Background: The objective of this study was to explore the pharmacokinetics of vancomycin and determine an appropriate dosage regimen for vancomycin in adult neurosurgical intensive care unit (ICU) patients.
Methods: First, a 20-month therapeutic drug monitoring database at a medical center was used to retrospectively analyze the pharmacokinetic parameters of vancomycin in adult neurosurgical patients. Significant covariates were selected through Pearson or Spearman correlation tests and multiple linear regressions. Pharmacokinetic models were built using significant covariates to predict vancomycin clearance. Second, a 12-month prospective cohort of neurosurgical ICU patients was recruited to validate the models. Urine and cerebrospinal fluid samples were collected, and vancomycin concentrations were determined using a high-performance liquid chromatography assay. The relation between the model-predicted and observed pharmacokinetic parameters was assessed by Pearson correlation.
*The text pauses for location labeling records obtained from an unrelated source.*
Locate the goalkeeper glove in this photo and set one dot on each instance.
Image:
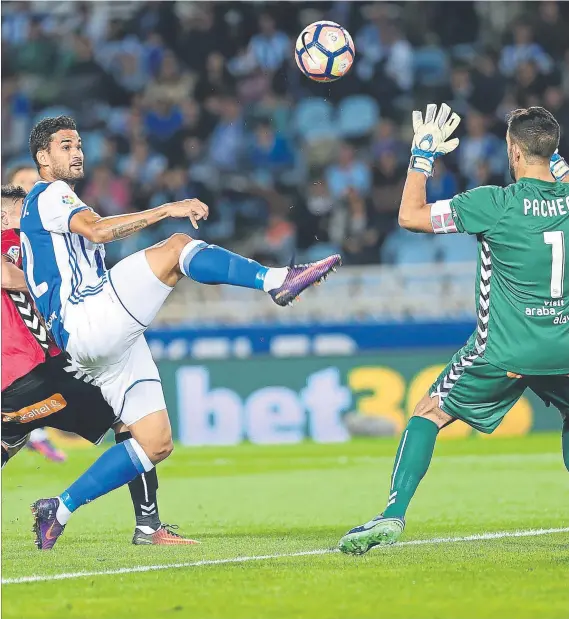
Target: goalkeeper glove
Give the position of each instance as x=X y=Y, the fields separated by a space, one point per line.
x=558 y=166
x=430 y=137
Results: In the retrospective cohort, 98 sets of peak/trough serum concentrations obtained from 73 patients were analyzed. These patients had a mean age of 54 ± 16 years, an estimated creatinine clearance (eClCr) of 83 ± 29 mL/min, a total vancomycin clearance (ClVan) of 101 ± 41 mL/min, and a volume of distribution (Vd) of 0.93 ± 0.27 L/kg. In a subgroup analysis, the ClVan of ICU patients was higher than the ClVan of non-ICU patients (1.57 ± 0.34-fold versus 1.16 ± 0.32-fold of eClCr, P < 0.05). Fifteen patients enrolled in the prospective cohort had an average age of 67 ± 12 years, an eClCr of 108 ± 44 mL/min, a ClVan of 112 ± 29 mL/min, and a Vd of 1.03 ± 0.55 L/kg.
Conclusions: Adult neurosurgical ICU patients have a significantly elevated ClVan. In this study, 2 dosing equations were derived to achieve optimal serum vancomycin concentrations for this special population.